Sortie de son contexte, une telle affirmation peut effectivement être perçue et est perçue comme une négation du caractère « éternel » des dispositions constitutionnelles intangibles ; et l’auteur ne se prive pas de critiquer ce caractère dans d’autres parties de l’ouvrage. Aussi peut-il, à la page 164, s’interroger : « …peut-on poser un verrou sans la possibilité de le déverrouiller ? Ce serait contre nature en matière de droit où le temps contraint aux changements…Les dispositions constitutionnelles, poursuit-il, bénéficient toutes de la même protection, même si dans certaines Constitutions il y a des dispositions irréformables. Celles-ci ne sont pas à confondre avec la loi des douze tables. Si le Code canonique peut être modifié, en vertu de quoi des dispositions sanctuarisées, devenues obsolètes, doivent-elles être maintenues ad aeternam ? ». Telle est, en tout cas, la grande interrogation suggestive de l’auteur.

Toutefois, à bien saisir sa pensée et mêlant arguments philosophiques et politiques, l’auteur ne semble pas clairement décliner sa foi. Il affirme plutôt, et de manière répétitive, que le temps est un facteur important à retenir dans toute opération d’évaluation d’une norme juridique et que, s’il s’avère nécessaire de réviser celle-ci, il ne doit pas s’agir d’un « accouchement aux forceps » ; il y a des « préalables » pour cela, parmi lesquelles :

- la lutte contre l’instabilité pathologique de la norme constitutionnelle en Afrique, par une sorte de moralisation du « comportement déviant des personnes chargées de l’application de la norme » ;

- la garantie d’une véritable alternance politique dans les démocraties africaines, en évitant des « rechutes » et des « résistances » à la volonté politique des peuples exprimées dans les années 90 ;

- le renforcement des oppositions politiques par la lutte contre les débauchages et la transhumance politique ;

- la réduction du rôle de la communauté internationale dans les choix politiques des Africains ;

- la lutte contre l’autocensure, le servilisme et le tribalisme des élites ;

- l’éthique de la responsabilité dans le chef de ceux qui font des choix politiques, etc.
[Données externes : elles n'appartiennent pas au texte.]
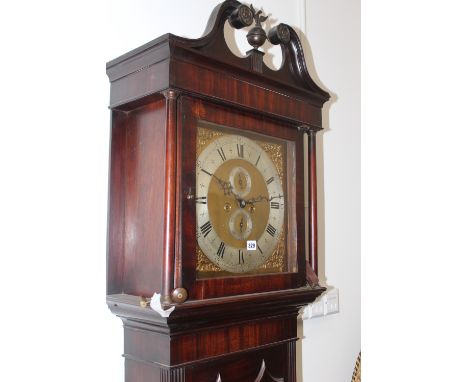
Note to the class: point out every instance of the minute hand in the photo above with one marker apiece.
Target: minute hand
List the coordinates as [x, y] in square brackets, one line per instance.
[261, 197]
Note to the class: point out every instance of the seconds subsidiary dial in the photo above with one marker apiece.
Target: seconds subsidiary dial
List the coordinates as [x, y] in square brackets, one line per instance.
[240, 204]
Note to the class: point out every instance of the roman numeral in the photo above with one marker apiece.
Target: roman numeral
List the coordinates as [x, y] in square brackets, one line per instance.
[221, 154]
[241, 257]
[271, 230]
[221, 249]
[274, 205]
[206, 228]
[240, 150]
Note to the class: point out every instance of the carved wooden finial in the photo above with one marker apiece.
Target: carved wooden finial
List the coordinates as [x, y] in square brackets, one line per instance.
[257, 35]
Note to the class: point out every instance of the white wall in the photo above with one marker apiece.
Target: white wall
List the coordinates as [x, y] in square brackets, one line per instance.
[332, 343]
[53, 167]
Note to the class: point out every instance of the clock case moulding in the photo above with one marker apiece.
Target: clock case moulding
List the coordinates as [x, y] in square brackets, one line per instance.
[153, 89]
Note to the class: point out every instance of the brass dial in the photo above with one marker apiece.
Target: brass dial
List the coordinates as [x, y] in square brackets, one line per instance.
[240, 201]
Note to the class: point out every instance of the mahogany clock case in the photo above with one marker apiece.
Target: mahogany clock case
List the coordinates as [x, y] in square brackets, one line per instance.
[158, 93]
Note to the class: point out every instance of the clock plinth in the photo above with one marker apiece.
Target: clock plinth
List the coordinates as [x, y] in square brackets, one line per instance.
[207, 155]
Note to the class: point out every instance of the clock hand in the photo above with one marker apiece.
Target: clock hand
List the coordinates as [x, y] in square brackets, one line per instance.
[226, 186]
[261, 197]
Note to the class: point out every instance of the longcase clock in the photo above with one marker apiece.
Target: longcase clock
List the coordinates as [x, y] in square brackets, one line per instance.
[212, 203]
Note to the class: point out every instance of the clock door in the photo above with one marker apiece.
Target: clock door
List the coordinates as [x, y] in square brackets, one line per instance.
[241, 209]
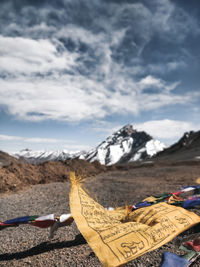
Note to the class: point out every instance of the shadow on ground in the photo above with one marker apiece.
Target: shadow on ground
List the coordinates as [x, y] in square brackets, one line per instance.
[42, 248]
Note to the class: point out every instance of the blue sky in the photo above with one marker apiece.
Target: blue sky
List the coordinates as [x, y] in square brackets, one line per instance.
[72, 72]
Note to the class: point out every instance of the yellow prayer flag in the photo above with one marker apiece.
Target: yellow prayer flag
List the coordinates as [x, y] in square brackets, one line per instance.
[117, 236]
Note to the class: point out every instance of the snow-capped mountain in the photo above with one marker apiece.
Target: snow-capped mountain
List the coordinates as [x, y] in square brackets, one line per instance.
[124, 145]
[187, 148]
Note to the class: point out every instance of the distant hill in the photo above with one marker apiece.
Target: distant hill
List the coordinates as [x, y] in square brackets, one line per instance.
[125, 145]
[6, 159]
[187, 148]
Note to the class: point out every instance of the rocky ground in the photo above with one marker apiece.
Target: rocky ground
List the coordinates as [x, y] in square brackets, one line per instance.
[30, 246]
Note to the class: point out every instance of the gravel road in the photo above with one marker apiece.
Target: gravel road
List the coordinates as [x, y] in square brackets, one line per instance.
[30, 246]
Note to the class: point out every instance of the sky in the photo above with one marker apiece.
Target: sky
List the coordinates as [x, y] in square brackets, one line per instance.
[72, 72]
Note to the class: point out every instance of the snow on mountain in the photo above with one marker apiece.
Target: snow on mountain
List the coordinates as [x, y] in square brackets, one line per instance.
[124, 145]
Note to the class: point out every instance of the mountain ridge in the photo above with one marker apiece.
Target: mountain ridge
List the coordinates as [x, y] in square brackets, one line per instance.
[125, 145]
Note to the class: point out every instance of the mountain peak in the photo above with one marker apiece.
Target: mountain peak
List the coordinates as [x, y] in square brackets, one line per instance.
[122, 146]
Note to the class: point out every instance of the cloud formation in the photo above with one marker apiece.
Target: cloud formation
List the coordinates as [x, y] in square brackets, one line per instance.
[88, 60]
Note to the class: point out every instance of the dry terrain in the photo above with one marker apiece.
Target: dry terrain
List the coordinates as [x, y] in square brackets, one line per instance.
[125, 184]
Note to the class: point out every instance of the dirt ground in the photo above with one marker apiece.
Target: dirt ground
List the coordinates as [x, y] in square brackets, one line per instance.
[30, 246]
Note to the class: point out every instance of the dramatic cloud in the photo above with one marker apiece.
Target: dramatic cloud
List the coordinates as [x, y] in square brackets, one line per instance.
[75, 60]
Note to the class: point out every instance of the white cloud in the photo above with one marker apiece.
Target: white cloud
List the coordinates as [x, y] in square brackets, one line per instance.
[110, 86]
[24, 55]
[30, 139]
[166, 129]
Sur ce terrain de la philosophique politique, il faut avouer que le juriste n’a que peu de prise ; c’est la raison pour laquelle je ne peux me permettre de poser la question de la mesure du temps pour qu’une norme juridique soit susceptible de mutation.

Mais, là où mon opinion diverge quelque peu de celle de l’auteur, c’est sur la question de la « juridicité », c’est-à-dire en somme de l’efficacité, des dispositions constitutionnelles intangibles (section troisième du chapitre deuxième). Dans une confrontation permanente des thèses et des antithèses soutenues par des auteurs, le professeur Boshab soulève la problématique par une série de questions : 1°. Peut-on considérer que les dispositions constitutionnelles irréformables auraient un caractère juridique ? 2°. Seraient-elles opposables au « légi-constituant », de sorte que leur violation éventuelle entrainerait des sanctions de la part du juge constitutionnel ; 3°. Des dispositions constitutionnelles intangibles couvertes d’une certaine obligatoriété ne cautionnent-elles pas une division entre les dispositions constitutionnelles ? Telles me semblent être les vraies questions.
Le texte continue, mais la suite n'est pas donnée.